E-1.978/99


ADVOGADO DE CONDOMÍNIO - PRETENSÃO AO RECEBIMENTO DE HONORÁRIOS DE CONDÔMINOS INADIMPLENTES - INFRAÇÃO À ÉTICA

Não pode nem deve o advogado contratado por condomínio, que lhe paga os honorários mensalmente, recebê-los também do condômino inadimplente. O contrato entre o mandante (condomínio) e o mandatário (advogado) é entre pessoas e deve ter como parâmetro os valores da Tabela de Honorários da Seccional. Se receber honorários extrajudicialmente do condômino inadimplente, praticará um verdadeiro "bis in idem", porque o condomínio paga com dinheiro dos condôminos. A obrigação de pagar é sempre do cliente, salvo convenção anterior e, se, ajuizada a ação, advier a favor do advogado o direito à sucumbência. Precedentes.
Proc. E-1.978/99 - v.u. em 17/02/00 do parecer e ementa do Rel. Dr. OSMAR DE PAULA CONCEIÇÃO JÚNIOR - Rev. Dr. JOSÉ ROBERTO BOTTINO - Presidente Dr.

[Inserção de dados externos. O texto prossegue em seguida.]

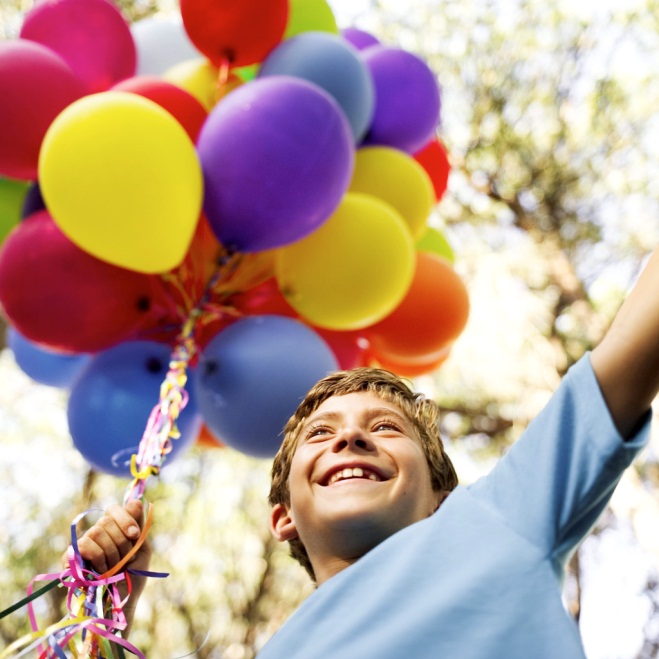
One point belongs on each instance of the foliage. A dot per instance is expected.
(549, 117)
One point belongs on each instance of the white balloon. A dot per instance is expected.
(161, 43)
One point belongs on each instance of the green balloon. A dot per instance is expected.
(435, 242)
(246, 73)
(12, 196)
(308, 16)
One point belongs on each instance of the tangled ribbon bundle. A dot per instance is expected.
(95, 619)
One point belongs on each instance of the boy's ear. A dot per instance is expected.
(282, 525)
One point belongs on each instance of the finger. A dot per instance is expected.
(126, 520)
(97, 548)
(135, 509)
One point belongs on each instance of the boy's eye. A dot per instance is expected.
(385, 425)
(318, 431)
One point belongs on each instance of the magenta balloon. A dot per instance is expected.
(35, 86)
(277, 155)
(57, 295)
(407, 99)
(91, 35)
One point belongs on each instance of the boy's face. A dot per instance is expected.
(359, 474)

ROBISON BARONI.

RELATÓRIO - Trata-se de uma consulta formulada pelo Consulente, inscrito na OAB, com mais de trinta anos de atividade profissional, com escritório em São Paulo, Capital, alegando que foi indicado para prestar assistência jurídica mensal a mais de um condomínio.

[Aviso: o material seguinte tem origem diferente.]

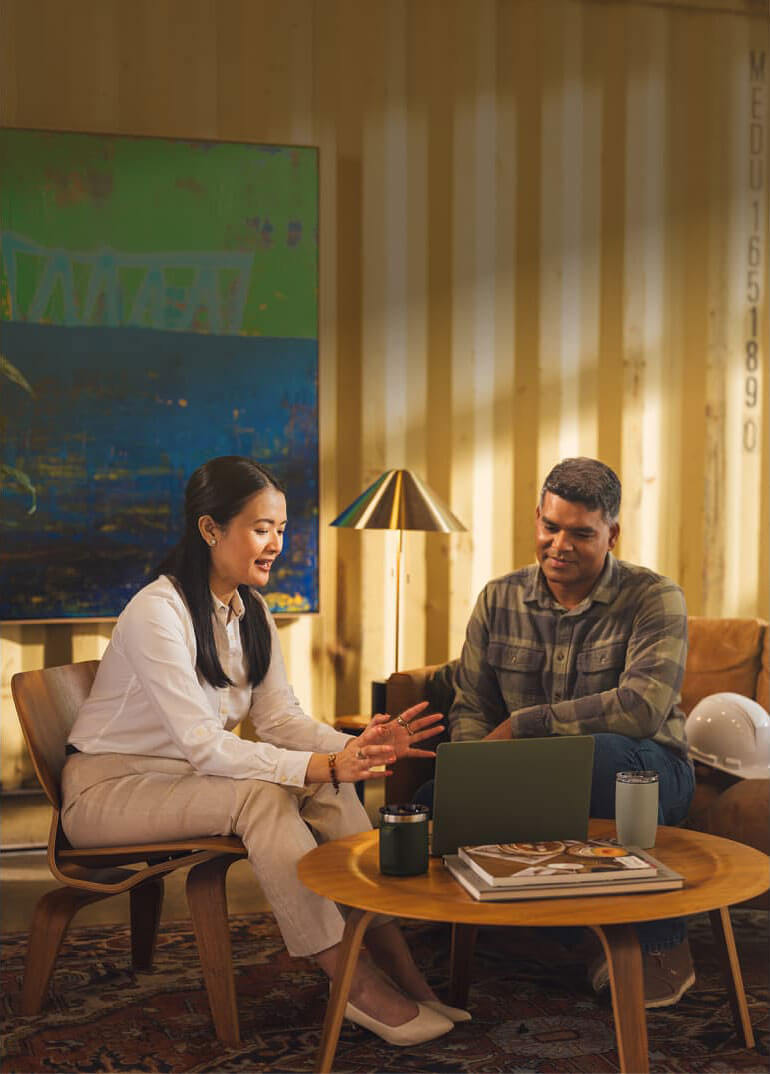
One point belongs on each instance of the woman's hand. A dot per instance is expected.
(361, 759)
(383, 741)
(405, 730)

            Assim, quer saber se nos acertos da fase amigável, ele cobrará honorários também do devedor, uma vez que estará recebendo seus honorários do condomínio, e algum devedor poderá questionar que estará pagando duas vezes ao Consulente.

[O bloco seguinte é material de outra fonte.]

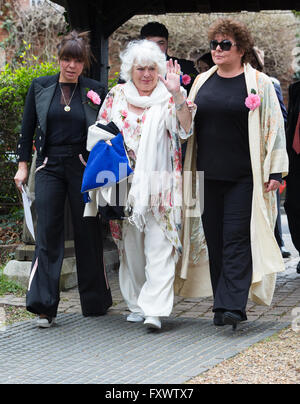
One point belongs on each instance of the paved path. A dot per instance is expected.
(110, 350)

            Alega ainda que, na fase judicial, o juiz arbitra seus honorários, na cobrança amigável, e ele poderá também cobrar um salário mínimo, dividido pelo número de unidades do condomínio, competindo pequeno valor a cada condômino, um deles o devedor, e neste caso ele poderá alegar que já paga o Consulente.

            Por fim, consulta se um salário mínimo é compatível e se não fere a tabela, se esbarra ou não na concorrência desleal.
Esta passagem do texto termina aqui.